Q 17: Poster: Cooling and Trapping

Q 17.20: Poster

Wednesday, April 4, 2001, 12:30–15:00, AT2

Laser Cooling of Metastable Helium by Velocity Selective Coherent Population Trapping in the Presence of Magnetic Fields — •C. Affolderbach^1,2, O. Kritsun¹, and H. Metcalf¹ — ¹Physics Department, State University of New York at Stony Brook, Stony Brook, NY 11794-3800, USA — ²Institute for Applied Physics, Bonn University, Wegelerstraße 8, D-53115 Bonn, Germany

Velocity selective coherent population trapping (VSCPT) provides one of the few purely optical techniques for laser cooling of neutral atoms to temperatures below the one photon recoil limit. The physical process is based on a trapped state involving both internal and external degrees of freedom of the atom which is fed by optical pumping combined with diffusion in momentum space.
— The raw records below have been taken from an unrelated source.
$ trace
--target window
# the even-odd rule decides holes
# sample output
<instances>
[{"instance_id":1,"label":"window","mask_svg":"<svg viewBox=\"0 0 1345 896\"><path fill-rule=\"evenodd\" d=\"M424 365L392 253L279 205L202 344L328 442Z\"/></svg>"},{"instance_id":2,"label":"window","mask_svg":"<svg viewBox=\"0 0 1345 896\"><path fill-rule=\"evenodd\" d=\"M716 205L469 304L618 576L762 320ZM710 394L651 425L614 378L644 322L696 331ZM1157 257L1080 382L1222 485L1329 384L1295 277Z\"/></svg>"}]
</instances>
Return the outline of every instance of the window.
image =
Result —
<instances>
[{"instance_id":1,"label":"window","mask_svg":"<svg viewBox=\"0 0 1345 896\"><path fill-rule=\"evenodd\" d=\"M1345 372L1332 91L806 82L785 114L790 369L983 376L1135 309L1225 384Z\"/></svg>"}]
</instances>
As this trapped state does not couple to the light fields involved, it does not suffer from photon recoil so that narrow sub recoil widths of the momentum distribution can be reached. We present results of VSCPT applied to transverse cooling of a beam of metastable helium on the 2 ³S → 3 ³P transition in the presence of a magnetic field. Because of the magnetic field, the atoms can be cooled into a narrow momentum distribution centered around a non-zero velocity which is determined by the choice of the magnetic field strength. The metastables are produced in a gas discharge and the atomic transition is excited by 389 nm uv laser light obtained by frequency doubling the output of a titanium-sapphire laser. Due to the large photon recoil of this system it is possible to reach good sub-recoil resolution for measurement of the momentum distribution even with a beam apparatus of moderate size.